Retour sur un disque extraordinaire, qui chante Soundiata Keita, le fondateur de l’empire du Mali au XIIIe siècle. Les griots en ont transmis l’histoire, et les orchestres comme le Rail Band aussi.

Imaginez-vous une histoire que l’on raconterait, et même que l’on chanterait depuis huit siècles ! Une épopée qui, hier comme aujourd’hui, continue à procurer bonheur et fierté à ceux qui en sont les héritiers. Un récit qui n’a pas vieilli, tant il inspire aujourd’hui encore les musiciens. Et bien cessez d’imaginer, et écoutez : voici l’épopée de Soundiata !
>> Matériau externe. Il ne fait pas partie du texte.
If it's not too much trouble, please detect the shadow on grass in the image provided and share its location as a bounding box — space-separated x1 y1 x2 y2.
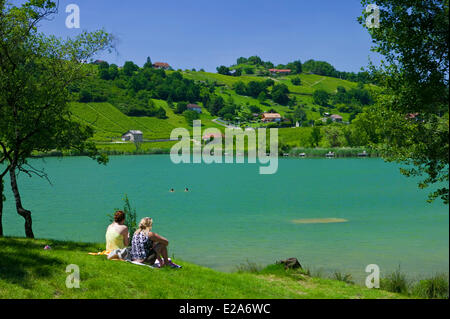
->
0 237 99 289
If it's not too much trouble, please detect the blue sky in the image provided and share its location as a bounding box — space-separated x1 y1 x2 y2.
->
30 0 380 72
Soundiata Keita a bien le droit d’être chanté, car c’est lui qui façonna l’un des plus grands empires qu’ait connus l’Afrique, celui du Mali. Au XIIIe siècle, à la fin de son règne, celui-ci recouvrait non seulement une grande partie du Mali et de la Guinée Conakry actuels, mais aussi de larges portions du Sénégal, de la Gambie, de la Guinée-Bissau, du Burkina, du Niger, et de la Mauritanie. Depuis lors, Dieu sait si l’empereur du Mali a été chanté, loué, et son règne glorifié par les griots qui, depuis cette époque, racontent son histoire.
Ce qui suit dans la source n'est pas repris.